Despi o pijama, à excepção de uma camisola interior justa ao corpo. Vesti o vestido novo por cima e fui ver-me ao espelho. Incrível, assentava-me como uma luva! Até parecia que tinha sido feito para mim. Sorri, como que a elogiar-me, ainda ao espelho, e à minha decisão de ter comprado aquele vestido. Pronto, já podia ir deitar-me, pois dali a poucas horas estaria de pé outra vez (salvo seja!) para um dia cheio de emoções. Fiz a minha manobra habitual, com os meus braços curtos e deformados para despir o vestido e… ups… então? O vestido não queria sair! Sem fechos, botões, aberturas, nada que me pudesse facilitar. Parecia que estava enfiada dentro de uma camisa de forças. O maldito vestido entrou facilmente, só que para sair só tinha duas hipóteses. Estragá-lo, com a ajuda de um objecto cortante. Ou recorrer à ajuda de outra pessoa para, literalmente, me içar os braços e puxar o vestido. Onde estava essa pessoa? Eram três e tal da manhã, eu vivo sozinha e… quem me mandou a mim ter ido vestir o vestido àquela hora? Num impulso, fui à cozinha, peguei na primeira faca que encontrei e voltei para a frente do espelho. O cenário era hilariante e felizmente não durou mais do que alguns minutos: eu a olhar para mim, com uma faca em riste, quase maior do que eu, prestes a “esfrangalhar” um vestido que entrou mas não saía. E se me “esfrangalhasse” a mim? Com o jeitinho que eu tenho para manusear facas, era o mais certo!
Pousei a faca. Baixei os braços e deixei de lutar contra aquilo que não podia controlar. Rendi-me sem soltar uma lágrima ou iniciar uma depressão. Soltei uma gargalhada, pela minha figura. Agradeci a lucidez de ser capaz de aceitar que aquele bendito vestido tinha vindo afinal para me ensinar muito acerca do que significa a dependência, a paciência na espera e a beleza que há em pedir ajuda. Sorri outra vez para o meu reflexo e continuava a sentir-me bonita.

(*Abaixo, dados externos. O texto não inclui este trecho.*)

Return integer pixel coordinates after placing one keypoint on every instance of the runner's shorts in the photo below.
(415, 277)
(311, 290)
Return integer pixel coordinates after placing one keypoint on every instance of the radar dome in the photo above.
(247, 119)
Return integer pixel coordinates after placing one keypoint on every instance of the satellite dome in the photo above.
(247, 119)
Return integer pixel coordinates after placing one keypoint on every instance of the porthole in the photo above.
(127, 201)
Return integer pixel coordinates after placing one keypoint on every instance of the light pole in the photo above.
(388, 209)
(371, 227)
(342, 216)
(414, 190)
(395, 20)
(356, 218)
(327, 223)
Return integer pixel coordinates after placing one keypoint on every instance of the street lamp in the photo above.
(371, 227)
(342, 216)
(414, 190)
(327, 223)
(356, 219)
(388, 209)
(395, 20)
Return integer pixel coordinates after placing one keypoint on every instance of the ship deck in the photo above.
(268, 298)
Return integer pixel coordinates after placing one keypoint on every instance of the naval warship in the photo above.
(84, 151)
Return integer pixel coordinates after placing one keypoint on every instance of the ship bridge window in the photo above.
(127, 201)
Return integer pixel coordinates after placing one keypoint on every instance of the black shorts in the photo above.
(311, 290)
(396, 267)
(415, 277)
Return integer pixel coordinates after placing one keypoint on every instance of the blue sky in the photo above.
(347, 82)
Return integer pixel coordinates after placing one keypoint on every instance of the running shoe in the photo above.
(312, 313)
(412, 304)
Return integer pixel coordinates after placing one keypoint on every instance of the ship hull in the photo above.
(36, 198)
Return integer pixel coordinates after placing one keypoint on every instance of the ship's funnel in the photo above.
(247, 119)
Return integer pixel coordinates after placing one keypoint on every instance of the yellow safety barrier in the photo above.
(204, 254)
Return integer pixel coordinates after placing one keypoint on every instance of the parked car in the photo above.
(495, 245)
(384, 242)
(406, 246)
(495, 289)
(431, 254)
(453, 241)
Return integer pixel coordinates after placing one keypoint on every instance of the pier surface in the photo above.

Vesti o pijama por cima do vestido e fui para a cama. É que no dia seguinte alguém iria levantar-me os braços, como tem levantado sempre que me canso nas lutas, e o vestido continuaria a ser apenas um vestido, que já nem faria parte de mim.
Eu sou aquela que despida de preconceitos assume: preciso dos outros e sou abençoada por isso. Antes eles que comprimidos!